As with all emerging AI capabilities, we take our responsibilities seriously.

We’ve launched Hummingbird in a research preview mode to observe how it's used in the wild. So far, the community has been creative and respectful. We're proud of that, and want to protect the freedom of our users.

Here’s how we’re keeping things safe:

Internal abuse detection for repeat misuse
Watermarking (visible + invisible) in progress
Policy filters and output moderation being actively developed

Our philosophy: support creativity, respond to bad actors, and evolve guardrails in step with our community.

‍

How to Use Hummingbird

Hummingbird is available now via the Tavus API and in the FAL Model Gallery for quick testing. The API accepts a single MP4 video and an MP3 audio file, and returns a lip-synced MP4 output.

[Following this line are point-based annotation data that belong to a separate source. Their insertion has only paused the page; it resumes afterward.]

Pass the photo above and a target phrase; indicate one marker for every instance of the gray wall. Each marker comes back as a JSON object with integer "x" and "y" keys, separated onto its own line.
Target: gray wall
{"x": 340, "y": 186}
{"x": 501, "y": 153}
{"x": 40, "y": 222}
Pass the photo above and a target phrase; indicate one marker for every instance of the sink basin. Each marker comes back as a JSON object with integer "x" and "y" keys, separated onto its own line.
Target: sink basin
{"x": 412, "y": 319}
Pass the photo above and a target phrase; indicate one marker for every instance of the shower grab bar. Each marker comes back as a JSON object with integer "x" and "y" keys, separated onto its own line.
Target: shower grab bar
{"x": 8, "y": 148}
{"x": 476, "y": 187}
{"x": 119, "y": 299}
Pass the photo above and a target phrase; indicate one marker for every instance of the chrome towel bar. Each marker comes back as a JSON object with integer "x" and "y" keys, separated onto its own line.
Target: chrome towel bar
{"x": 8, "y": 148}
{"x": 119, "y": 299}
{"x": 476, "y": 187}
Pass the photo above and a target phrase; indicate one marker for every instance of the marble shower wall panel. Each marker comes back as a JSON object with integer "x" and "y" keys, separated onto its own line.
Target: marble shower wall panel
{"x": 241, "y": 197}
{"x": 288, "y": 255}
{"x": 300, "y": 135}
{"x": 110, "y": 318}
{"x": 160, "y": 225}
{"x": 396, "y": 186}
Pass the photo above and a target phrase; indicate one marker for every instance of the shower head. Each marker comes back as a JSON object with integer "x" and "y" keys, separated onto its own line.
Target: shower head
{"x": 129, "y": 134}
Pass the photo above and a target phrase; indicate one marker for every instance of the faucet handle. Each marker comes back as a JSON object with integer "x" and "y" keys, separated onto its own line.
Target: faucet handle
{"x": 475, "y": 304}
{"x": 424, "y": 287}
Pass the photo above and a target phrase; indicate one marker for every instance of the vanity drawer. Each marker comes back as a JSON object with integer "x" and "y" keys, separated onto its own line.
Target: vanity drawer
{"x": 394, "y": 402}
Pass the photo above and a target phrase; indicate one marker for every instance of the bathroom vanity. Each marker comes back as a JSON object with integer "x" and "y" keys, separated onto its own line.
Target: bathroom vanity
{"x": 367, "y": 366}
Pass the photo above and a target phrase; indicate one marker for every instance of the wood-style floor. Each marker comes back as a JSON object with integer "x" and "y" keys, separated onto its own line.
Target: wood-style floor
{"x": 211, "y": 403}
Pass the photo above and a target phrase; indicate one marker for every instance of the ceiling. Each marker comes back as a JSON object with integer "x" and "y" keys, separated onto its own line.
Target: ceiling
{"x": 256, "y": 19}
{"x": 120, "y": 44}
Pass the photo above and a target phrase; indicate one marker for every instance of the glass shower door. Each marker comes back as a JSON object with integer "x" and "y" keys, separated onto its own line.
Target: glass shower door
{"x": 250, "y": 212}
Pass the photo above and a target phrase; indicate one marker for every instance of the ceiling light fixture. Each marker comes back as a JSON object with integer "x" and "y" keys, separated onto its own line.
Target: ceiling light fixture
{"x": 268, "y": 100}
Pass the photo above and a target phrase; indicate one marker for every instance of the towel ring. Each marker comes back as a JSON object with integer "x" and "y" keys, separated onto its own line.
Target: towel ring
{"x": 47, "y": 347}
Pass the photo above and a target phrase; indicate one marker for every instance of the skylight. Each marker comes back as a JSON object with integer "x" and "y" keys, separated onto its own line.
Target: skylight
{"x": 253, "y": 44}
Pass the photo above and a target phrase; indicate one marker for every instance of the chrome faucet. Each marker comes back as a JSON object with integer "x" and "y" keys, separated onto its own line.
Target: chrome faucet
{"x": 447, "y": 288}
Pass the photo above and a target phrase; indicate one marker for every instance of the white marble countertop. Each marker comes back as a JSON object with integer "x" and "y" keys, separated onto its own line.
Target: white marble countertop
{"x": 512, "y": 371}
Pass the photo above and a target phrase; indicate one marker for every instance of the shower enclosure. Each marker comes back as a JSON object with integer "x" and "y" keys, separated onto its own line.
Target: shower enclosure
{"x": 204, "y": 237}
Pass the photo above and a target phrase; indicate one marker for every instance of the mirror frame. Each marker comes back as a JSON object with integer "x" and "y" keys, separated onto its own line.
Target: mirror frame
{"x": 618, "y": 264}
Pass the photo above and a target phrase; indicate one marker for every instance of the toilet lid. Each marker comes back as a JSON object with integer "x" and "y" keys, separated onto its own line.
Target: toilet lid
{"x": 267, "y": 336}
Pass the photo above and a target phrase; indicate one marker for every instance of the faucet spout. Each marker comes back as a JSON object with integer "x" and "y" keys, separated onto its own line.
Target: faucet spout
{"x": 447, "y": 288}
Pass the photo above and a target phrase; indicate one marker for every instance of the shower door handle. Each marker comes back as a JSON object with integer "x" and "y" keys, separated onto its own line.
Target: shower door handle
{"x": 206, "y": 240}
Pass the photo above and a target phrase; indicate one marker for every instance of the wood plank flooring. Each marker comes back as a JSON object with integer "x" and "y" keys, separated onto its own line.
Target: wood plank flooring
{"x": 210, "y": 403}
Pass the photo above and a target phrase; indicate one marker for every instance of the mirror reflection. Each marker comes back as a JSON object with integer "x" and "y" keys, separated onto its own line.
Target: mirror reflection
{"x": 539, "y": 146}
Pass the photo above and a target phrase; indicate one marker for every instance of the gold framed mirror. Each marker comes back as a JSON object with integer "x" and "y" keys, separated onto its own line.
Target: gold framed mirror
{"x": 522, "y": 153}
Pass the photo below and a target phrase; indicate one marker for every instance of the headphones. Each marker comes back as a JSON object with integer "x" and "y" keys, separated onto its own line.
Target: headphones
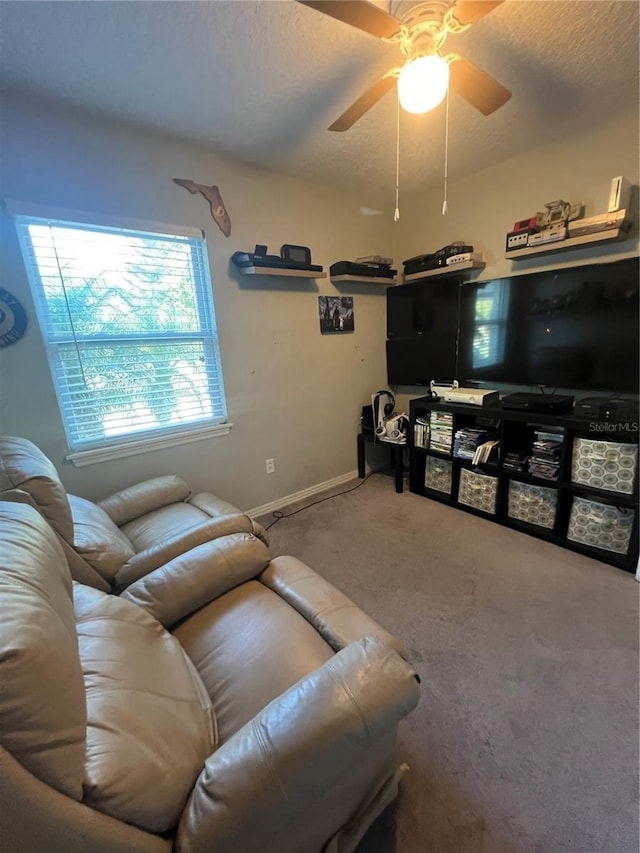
{"x": 383, "y": 404}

Hummingbird-0 performs best with front-facing, talking-head style videos where a single person is clearly visible and speaking directly to the camera. This setup provides the most accurate and stable lip sync. While it's optimized for these conditions, the model can still handle a variety of formats. That said, certain inputs may impact quality:

Multi-person shots may reduce sync precision.
Low-resolution or poorly lit footage can introduce artifacts.
Highly stylized animation (like anime or manga) typically performs poorly.
Lightly stylized or realistic cartoon content may still work well.

All output is resampled to 25fps. If the input video is higher than 1080p, it’s downscaled; otherwise, resolution is preserved. The aspect ratio always matches the original. If the audio is longer than the video, the video loops from the beginning—this can look unnatural, so it's best to keep durations closely matched.

Clips up to five minutes are supported. Generation takes about one minute per 10 seconds of video. You can find full documentation, examples, and integration guidance at docs.tavus.io.